District Heating

"District heating is efficient utilization of surplus energy from various industries, waste incineration, forestry, sea, biogas and landfill - energy that would otherwise be wasted"

District heating therefore has a key role in our joint fight to reduce emissions of greenhouse gases. Our joint obligations to reduce our own climate footprints can be found in a global perspective in relation to the Paris Agreement, through municipal energy action and climate plans, as well as right down to the individual building and business level.

With SASTECH, this energy can be transferred and sold as heat through a district heating network or cooling via a district cooling network, to homes and commercial buildings in our society. Commercial buildings and industry can transfer their surplus energy back into the same grid.

District heating can be used for more than industrial heating and cooling. Street heating, building heating and appliances are also good areas of use. By replacing electricity as an energy source, district heating contributes to freeing up capacity in the power grid. District heating therefore has a central role in the transition to a more circular economy.

Thermal Energy Storage

Thermal energy storage provides a clean, efficient and flexible way to store heat

Thermal energy is used to produce electricity, heat buildings, as hot water, and to drive industrial processes. It is crucial to utilize this energy in a sustainable way in order to reduce our footprint on the environment and ensure a more sustainable future.

We have a high level of expertise in utilizing waste heat and bioenergy, and can help to identify the most sustainable and economical solutions for energy storage or cooling. Our energy wells can utilize geothermal heat, cooling, and our energy centers are tailored to meet specific energy needs.

Indoor Climate

"Digital climate control that adapts the air quality and heat balance in the building, reducing energy use without compromising the indoor climate"

It's important to continuously adjust the indoor climate as needed based on real-time data to achieve maximum energy savings. This is where SASTECH's unique management strategy comes into play. Our demand controlled systems balance air and heat using advanced sensors that measure the quality of air and the heat balance in the building. This data is sent to the SASTECH Cloud where our energy experts, in interaction with our management strategy, optimize the result.
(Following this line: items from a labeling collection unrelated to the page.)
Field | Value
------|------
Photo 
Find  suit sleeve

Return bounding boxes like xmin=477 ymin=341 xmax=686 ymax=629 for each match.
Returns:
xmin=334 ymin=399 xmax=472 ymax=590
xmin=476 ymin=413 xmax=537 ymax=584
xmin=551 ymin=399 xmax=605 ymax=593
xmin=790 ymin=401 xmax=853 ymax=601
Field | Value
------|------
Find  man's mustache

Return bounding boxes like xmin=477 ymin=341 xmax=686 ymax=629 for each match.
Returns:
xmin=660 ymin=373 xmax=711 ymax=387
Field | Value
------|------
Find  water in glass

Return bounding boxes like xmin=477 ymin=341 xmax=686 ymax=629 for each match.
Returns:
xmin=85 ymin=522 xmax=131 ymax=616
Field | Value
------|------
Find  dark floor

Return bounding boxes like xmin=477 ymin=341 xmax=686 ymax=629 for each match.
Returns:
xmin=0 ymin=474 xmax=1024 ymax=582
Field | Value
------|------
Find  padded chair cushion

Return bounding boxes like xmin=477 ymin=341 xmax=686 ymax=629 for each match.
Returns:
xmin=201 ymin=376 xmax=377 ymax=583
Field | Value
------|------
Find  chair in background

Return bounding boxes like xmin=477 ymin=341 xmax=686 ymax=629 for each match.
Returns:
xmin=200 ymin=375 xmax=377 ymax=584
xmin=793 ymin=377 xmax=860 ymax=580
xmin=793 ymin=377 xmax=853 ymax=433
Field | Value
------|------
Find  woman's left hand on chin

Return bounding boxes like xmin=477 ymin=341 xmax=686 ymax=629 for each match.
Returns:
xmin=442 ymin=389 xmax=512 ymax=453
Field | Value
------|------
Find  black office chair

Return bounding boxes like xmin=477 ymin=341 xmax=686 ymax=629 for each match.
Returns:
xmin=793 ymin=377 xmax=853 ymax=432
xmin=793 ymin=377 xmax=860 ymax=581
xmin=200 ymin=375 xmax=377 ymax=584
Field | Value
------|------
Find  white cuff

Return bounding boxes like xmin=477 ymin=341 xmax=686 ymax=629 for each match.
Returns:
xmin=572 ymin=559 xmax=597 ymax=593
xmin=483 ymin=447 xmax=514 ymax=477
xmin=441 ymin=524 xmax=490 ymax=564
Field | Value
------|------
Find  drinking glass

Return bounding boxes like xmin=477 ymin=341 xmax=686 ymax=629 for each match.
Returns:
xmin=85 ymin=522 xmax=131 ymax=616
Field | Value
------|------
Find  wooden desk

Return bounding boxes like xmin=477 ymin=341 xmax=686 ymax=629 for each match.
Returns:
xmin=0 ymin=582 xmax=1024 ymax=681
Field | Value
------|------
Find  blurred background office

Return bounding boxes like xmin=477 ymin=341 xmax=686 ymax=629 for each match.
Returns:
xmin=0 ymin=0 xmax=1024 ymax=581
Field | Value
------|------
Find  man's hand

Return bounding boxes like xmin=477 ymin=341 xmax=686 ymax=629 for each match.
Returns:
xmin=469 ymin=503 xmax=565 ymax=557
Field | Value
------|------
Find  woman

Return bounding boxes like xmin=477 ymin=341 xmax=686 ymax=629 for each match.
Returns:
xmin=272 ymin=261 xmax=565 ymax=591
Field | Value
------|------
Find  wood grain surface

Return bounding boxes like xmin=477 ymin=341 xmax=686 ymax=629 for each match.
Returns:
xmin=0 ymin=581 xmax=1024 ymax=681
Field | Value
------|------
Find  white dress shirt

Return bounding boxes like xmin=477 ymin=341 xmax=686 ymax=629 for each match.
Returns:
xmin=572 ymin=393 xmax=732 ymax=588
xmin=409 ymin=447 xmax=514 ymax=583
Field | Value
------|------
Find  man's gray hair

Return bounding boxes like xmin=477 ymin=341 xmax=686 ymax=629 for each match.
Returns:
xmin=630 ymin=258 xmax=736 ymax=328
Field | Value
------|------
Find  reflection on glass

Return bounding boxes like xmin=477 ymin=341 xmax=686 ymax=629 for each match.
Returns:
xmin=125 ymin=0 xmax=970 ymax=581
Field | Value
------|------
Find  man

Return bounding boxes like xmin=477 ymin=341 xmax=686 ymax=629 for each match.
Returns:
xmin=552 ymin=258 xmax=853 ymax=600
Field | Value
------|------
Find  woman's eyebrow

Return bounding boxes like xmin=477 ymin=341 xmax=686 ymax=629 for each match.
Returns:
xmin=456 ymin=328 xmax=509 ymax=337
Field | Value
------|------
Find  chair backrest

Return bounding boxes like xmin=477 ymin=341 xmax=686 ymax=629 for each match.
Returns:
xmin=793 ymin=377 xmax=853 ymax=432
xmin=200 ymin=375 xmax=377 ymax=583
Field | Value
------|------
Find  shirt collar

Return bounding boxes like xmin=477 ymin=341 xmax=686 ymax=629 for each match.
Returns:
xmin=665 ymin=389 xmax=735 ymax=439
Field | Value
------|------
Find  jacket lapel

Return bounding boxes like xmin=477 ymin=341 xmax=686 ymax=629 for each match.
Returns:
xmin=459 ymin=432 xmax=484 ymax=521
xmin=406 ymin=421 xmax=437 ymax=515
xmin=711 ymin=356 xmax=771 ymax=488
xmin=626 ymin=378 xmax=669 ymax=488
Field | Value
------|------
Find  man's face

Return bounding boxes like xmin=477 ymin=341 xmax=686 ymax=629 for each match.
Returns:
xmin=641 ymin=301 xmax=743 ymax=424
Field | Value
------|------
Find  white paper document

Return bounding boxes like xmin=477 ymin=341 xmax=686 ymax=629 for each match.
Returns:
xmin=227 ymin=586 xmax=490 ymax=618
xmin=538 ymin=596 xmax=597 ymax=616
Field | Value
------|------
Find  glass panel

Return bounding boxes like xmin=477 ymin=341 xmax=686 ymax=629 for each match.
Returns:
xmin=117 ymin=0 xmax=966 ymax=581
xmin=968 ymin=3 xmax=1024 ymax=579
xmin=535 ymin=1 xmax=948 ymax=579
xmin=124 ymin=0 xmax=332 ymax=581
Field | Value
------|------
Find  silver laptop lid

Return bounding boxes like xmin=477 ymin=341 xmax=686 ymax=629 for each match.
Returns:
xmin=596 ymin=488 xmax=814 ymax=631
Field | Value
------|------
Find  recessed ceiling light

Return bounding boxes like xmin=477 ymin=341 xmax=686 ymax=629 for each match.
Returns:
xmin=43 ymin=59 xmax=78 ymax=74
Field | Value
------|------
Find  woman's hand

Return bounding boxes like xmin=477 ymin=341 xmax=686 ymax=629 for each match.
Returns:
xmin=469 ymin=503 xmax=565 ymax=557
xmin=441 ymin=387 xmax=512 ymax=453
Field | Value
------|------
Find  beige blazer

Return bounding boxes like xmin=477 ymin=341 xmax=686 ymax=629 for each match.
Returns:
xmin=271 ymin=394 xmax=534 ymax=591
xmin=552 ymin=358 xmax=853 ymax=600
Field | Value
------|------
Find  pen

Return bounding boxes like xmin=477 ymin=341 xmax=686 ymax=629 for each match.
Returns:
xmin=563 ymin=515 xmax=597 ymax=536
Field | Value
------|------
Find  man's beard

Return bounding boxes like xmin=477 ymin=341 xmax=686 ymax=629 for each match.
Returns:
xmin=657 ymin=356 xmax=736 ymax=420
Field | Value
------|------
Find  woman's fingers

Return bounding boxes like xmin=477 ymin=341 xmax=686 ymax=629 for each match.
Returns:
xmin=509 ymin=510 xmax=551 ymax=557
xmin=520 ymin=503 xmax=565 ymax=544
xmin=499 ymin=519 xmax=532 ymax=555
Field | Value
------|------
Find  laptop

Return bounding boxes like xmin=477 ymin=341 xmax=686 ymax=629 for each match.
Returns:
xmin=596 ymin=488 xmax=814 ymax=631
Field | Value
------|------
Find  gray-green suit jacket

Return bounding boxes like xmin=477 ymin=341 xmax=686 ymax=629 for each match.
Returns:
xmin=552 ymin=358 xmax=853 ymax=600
It's not enough to simply install a demand controlled climate system if you want a system that contributes to a good indoor climate and optimal energy use. The most important thing is to look at the whole picture to regulate the climate in real-time according to actual need. This is an important reason why many people do not achieve their desired energy savings or a satisfactory indoor climate. SASTECH's Digital Management Strategy solves this problem and unlocks significantly greater savings opportunities over time.

Regulating air volume

The sensors provide direct feedback on whether the amount of air is sufficient in relation to the need and whether the regulation works as intended. Our sensors measure presence, temperature and pollutant concentration, such as CO2. With demand control, the air volume is regulated using either pressure control or damper optimization. System structure, fan regulation and regulation of the ventilation system are different for pressure controlled and damper controlled systems.

Optimal heat regulation

In order to achieve optimal heat regulation, SASTECH is totally dependent on an overall energy management strategy in the building, as well as generating forecasts based on advanced factors such as weather forecasts from Yr and spot price forecasts from Nordpool. In order to achieve maximum energy savings, it is not sufficient to simply react to real-time data, but it is necessary to anticipate future needs, electricity prices and the weather outside the building.

Heat Recovery

At least 80 % recovery!

Heat in used air is transferred to fresh air with the help of a heat recovery unit, and this lowers the energy requirement for heating. The heat recovery unit only transfers heat, and mixes fresh air and used air to a very small extent. The requirements for our energy efficiency are based on at least 80% annual average efficiency. In addition to heat recovery, the ventilation units can have an after-heating battery (electric or water-based) so that the temperature can be raised to the desired level.

Since the ventilation system has a common air intake, fresh outside air can be filtered there before it is preheated and sent into the building.

The main advantage is that it gives the building a better indoor climate because the used air is continuously extracted and replaced with fresh, purified air. Since approximately 80 percent of the heat energy from the exhaust air is recovered, it is also an energy saving solution. For us at SASTECH, an efficiency of 80% is still not enough. By developing a ventilation unit with a built-in heat pump, the result has been an extremely energy-efficient solution. The genius part is that you get two separate systems for heat recovery:

First, the heat is recovered in the exhaust air heat pump, and then in the rotating heat exchanger.

In this way, the heat energy of the air is recovered, instead of it being wasted. The annual efficiency of the heat recovery of the ventilation unit can thus reach over 90%, and combined with the heat pump's heat factor (COP = 3 – 4.5), the result is an excellent energy-saving system.

"It gives results you should notice - regardless of whether you are going to build a new building or upgrade your existing building"

Gas & Oil Burners

We reuse and optimize

Considerable quantities of gas and oil are used for heating by companies, this is both expensive and not very energy efficient. Our energy specialists optimize and reuse the systems in a more efficient way, as long as the plant works it will remain operational and be implemented in our energy management strategy. This means that it's used either as peak load or back-up.

It's smart to stop burning oil altogether in some cases, but that doesn't mean the oil tank itself is not still useful! We specialize in installing renewable heating solutions and with such a large tank it is possible to clean it of oil and then fill it with water. We then connect a heat pump and reuse the entire tank as a thermal energy storage system.

Learn more about this from our project manager Pål Solberg

Heat Exchanger

A heat exchanger is a device that makes it possible to transfer heat between two liquid or gas streams with different temperatures. Our heat exchangers can be used in both heavy and light industry, for exchanging energy both in freezer warehouses and for heating larger buildings.

How does the heat transfer work?

The heat transfer takes place by directing one flow through parallel pipes which are surrounded by other pipes in a cross section. To achieve a good heat exchange, the flow should be so fast that it becomes turbulent. The heat exchanger can also consist of just one pipe where the two components are alternately fed in, while the heat is stored in the pipe walls. If the components are not miscible, they can be allowed to flow past each other in direct contact, for example gas bubbling through a liquid. The challenge is to achieve the highest possible efficiency with the lowest possible pressure drop.